A thorough investigation into Professor Lawrence Jackson’s heritage revealed to the new father just how close he was to the days of slavery. After having children, Jackson began his search for his family history and discovered his own great-grandfather had been a slave.
The professor at Emory University teaches English and African American studies every day, and after taking a look at his ancestors he would certainly have something interesting to share with his students for his next lesson plan.
“If you said to me that my father’s grandfather grew up in slavery and actually spent maybe the first 10 or 15 years of his life as human chattel, I wouldn’t have been able to take that idea so seriously,” Jackson admitted to the host of weekends on All Things Considered, Guy Raz. “I didn’t imagine that those times – the antebellum heritage of the United States – were so close to me,” he added.
The discovery shocked the professor since he began the journey with nothing more than childhood memories. Since his discoveries he has written a new book titled My Father’s Name: A Black Virginia Family After the Civil War, which maps out his search for his family history.

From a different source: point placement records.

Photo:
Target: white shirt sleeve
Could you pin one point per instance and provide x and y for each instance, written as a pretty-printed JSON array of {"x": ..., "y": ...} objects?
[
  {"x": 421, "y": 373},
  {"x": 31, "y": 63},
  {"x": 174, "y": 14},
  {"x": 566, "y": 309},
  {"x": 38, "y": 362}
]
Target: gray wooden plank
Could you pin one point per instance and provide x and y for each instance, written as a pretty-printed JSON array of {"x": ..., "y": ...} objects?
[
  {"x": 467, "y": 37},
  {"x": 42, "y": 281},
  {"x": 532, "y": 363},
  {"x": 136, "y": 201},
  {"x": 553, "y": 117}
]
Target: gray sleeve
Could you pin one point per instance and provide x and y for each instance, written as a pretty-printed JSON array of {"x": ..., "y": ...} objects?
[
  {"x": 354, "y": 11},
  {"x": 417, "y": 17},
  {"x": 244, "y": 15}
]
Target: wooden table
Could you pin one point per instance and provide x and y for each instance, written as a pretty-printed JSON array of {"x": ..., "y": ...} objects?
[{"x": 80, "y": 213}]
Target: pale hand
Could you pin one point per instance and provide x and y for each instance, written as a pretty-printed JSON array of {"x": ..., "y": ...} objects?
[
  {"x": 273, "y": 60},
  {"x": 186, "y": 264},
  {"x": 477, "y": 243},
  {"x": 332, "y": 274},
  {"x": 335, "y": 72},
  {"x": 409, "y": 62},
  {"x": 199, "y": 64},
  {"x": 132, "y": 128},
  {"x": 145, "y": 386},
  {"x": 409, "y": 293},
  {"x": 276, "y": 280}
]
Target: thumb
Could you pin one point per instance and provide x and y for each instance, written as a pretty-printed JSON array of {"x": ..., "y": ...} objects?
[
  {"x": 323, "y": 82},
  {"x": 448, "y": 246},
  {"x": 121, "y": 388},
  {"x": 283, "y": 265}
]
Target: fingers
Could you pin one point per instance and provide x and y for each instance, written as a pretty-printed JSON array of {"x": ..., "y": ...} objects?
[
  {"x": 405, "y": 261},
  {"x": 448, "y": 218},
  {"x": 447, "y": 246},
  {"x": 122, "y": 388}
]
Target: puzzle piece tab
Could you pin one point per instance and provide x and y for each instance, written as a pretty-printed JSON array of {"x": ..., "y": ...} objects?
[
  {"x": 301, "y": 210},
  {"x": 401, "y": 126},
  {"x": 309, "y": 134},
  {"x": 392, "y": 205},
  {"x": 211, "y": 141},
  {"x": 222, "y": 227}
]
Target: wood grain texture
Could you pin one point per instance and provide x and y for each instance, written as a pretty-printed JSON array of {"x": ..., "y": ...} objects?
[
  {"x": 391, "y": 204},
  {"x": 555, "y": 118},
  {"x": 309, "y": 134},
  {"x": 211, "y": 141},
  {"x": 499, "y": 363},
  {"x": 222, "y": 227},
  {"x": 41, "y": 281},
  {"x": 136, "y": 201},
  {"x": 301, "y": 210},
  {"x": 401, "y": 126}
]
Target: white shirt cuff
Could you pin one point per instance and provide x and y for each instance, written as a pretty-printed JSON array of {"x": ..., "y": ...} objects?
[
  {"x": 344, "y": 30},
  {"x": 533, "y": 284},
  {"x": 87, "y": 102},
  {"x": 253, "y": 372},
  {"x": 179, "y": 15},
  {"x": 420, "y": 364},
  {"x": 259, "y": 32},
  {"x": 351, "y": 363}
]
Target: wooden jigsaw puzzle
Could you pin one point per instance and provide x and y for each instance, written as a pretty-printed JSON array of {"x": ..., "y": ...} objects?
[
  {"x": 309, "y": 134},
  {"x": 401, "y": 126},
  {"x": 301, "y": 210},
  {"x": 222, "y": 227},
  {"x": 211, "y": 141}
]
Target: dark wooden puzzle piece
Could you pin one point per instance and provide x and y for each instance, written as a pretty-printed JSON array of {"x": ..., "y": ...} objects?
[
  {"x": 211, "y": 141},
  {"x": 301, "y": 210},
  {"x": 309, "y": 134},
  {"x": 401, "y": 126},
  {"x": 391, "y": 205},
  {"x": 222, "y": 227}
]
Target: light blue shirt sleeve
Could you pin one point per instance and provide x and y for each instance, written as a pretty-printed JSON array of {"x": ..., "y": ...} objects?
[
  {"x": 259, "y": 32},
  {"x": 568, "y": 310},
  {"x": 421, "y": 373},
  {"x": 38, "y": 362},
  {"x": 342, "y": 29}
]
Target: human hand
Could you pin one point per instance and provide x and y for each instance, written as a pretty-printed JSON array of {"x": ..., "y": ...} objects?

Jackson was able to locate the information concerning his ancestors by gaining access to a U.S census from 1900. This document revealed the name of his great-grandparents, Edward Jackson and Celestia Hundley Jackson. After obtaining his great-grandparents marriage certificate he also discovered the names of his great-great grandparents.
“I found that my great-great grandfather Granville Hundley, he bought his 40 acres and a mule … the same year that the federal troops left the South,” said Jackson. Jackson couldn’t believe that his great-great grandfather was able to obtain the ample amount of Pennsylvania County land when he was in his early 60s. In his words, he was able to “grasp the dream of yeoman farmer.” Jackson learned that it didn’t take long for his great-great grandfather to plant his crops and begin distributing the land out to his children.
Since then, all of Granville Hundley’s children have lost the land that he worked back in the 1870s. His 40 acres eventually became the heart of the Virginia tobacco empire. Even hundreds of years later Jackson was able to visit the plot of land and map out the acres that used to belong to his ancestors.
According to Jackson, his family’s history is something that many African Americans can relate to. There is no “economic triumph or battling segregation or the KKK, it’s the story of very ordinary common people.”